Ingredients for 1 servings:
- 50 g almonds, whole
- 75 g powdered sugar
- 1 pinch of baking powder
- 1 egg white (size L)
- 1 pinch of salt
- 20 g sugar
- 100 g butter, soft
- 50 g raspberries
- 50 ml syrup (raspberry syrup)
Instructions
Working time approx. 30 minutes; Rest time approx. 30 minutes; Cooking/baking time approx. 15 minutes; Total time approx. 1 hour 15 minutes
tender, fruity, delicious, makes about 13 pieces
Line a baking sheet with baking foil. For the meringue, peel the almonds: Blanch the almonds in boiling water for 2 minutes, then drain. Press the kernels out of the skins between your fingers. The almonds should be dried before grinding – this is best done in the oven or on the radiator. Finely grind the dried almonds in a food processor. Grind again with the powdered sugar and mix in the baking powder. Beat the egg whites with salt until frothy. Sprinkle in the sugar and beat the egg whites until very stiff. Then fold in the almond mixture with a wooden spoon. Fill the meringue into a piping bag with a smooth nozzle. Pipe 26 circles of approximately 4 cm in diameter onto the baking sheet. Let rest in a warm place for 30 minutes. Preheat the oven to 150°C (130°C fan oven) and bake the macarons on the middle rack for approx. 12-15 minutes.
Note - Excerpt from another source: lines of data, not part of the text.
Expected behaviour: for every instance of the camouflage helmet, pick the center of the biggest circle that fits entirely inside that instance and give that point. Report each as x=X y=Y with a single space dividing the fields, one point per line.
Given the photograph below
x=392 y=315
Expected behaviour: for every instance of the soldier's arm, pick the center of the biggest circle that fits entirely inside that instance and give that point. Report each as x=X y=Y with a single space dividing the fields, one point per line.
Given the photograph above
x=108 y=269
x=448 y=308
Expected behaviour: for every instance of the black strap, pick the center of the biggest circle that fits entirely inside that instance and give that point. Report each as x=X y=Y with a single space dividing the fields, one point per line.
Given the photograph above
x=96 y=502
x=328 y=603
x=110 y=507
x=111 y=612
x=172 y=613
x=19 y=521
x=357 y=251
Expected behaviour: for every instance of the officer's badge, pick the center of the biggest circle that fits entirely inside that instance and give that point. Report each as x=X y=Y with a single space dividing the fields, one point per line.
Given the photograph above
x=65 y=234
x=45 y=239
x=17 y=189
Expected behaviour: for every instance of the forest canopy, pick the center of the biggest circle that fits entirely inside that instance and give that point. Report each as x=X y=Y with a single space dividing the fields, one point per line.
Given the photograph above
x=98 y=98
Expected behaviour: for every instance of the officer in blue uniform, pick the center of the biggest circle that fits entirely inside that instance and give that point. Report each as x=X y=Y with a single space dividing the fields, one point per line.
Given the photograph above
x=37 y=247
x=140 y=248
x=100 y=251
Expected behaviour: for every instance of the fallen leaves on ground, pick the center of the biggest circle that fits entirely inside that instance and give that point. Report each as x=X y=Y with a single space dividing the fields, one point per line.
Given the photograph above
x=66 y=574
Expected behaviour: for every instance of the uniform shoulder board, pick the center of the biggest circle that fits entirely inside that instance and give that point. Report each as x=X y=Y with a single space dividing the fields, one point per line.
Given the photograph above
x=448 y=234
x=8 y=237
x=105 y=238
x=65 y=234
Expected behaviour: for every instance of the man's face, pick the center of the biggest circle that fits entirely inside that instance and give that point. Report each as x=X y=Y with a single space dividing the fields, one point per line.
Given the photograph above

Let cool on the baking sheet. For the raspberry cream, cream the butter until creamy. Puree the raspberries with the syrup and stir into the butter, spoonful by spoonful. Fill the macarons (two slices each) with the cream, assemble, and refrigerate for 2 hours. To decorate, pipe thin stripes of chocolate or icing onto the tops, as desired.